Be extra careful on bridges and overpasses, which will freeze first, and the ice will last longer.
Watch for wildlife on the road, particularly deer, elk, and antelope. Be especially careful at dawn and dusk when they are feeding and generally most active.
Pullover when necessary. Use pullouts and parking lots for photo opportunities. When viewing wildlife, find a wide-open place to pull over, never stop in the middle of the road, especially in inclement conditions.
For Your Vehicle
Make sure your vehicle has snow tires with plenty of treads. Some people prefer studded snow tires, but chains are generally not required.
Pack a Road Safety Kit which includes:
- Flashlight and extra batteries
- Non-perishable food items such as energy bars or trail mix
- Jumper cables
- Hat and gloves
- Sleeping bag or blanket
- Spare tire, wrench, and jack
- First aid kit
- Snowbrush and extra wiper fluid
Use caution when braking. In general, allow three times more space between cars. When slowing down, gently pump on the brakes, never suddenly try to stop. If the wheels lock up, ease off the brakes.

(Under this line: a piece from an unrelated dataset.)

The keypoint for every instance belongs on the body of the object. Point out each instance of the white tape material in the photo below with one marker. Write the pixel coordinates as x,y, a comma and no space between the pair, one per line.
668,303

Keep your lights on. Even during the day, the light can be flat, making it hard to see other vehicles. Use lower gears when it’s icy. Lower gears will give you more traction, particularly when you’re going up hills. Don’t use cruise control on slippery roads.
Keep car windows free of snow and ice. It’s especially important to keep your blind spots clear, as it’s harder to slow down when the roads are slick.
Scenic Loop from Bozeman through the Shields River Valley
Start the morning with a good breakfast from one of Bozeman’s many breakfast haunts, then hit I-90 East toward Livingston. The interstate takes you over Bozeman Pass, which sometimes draws strong winds, so take it slow. The drive won’t take all day, so be sure to stop in Livingston and explore the area art galleries, retail shops, and museums. There is an incredible number of artists and writers that live here, so be sure to stop in the bookstores and ask about the local authors!
From Livingston, head east again on I-90 until you see the exit for Clyde Park and Wilsall, turn onto US-89 N. To your right will be the Crazy Mountain Range. These towering mountains are breathtaking covered in snow. If you’re hungry when you reach Wilsall, stop at the Bank Bar and Vault Restaurant. The burgers there are made with grass-fed beef from the local Muddy Creek Ranch, and they are amazing!
Just past Wilsall, you’ll reach the turnoff for MT-86 S toward Bozeman. This road skirts the edge of the Bridger Mountain range, and then runs alongside the mountains as you descend back into town. On the way, you’ll pass Crosscut Mountain Sports Center, a Nordic ski area, and Bridger Bowl Ski Area. (Note to self; both of these options are perfect for another day’s adventure!) The drive down Bridger Canyon is absolutely picturesque winding through large ranches with National Forests on each side.
Be safe this winter and enjoy the beauty of Big Sky Country!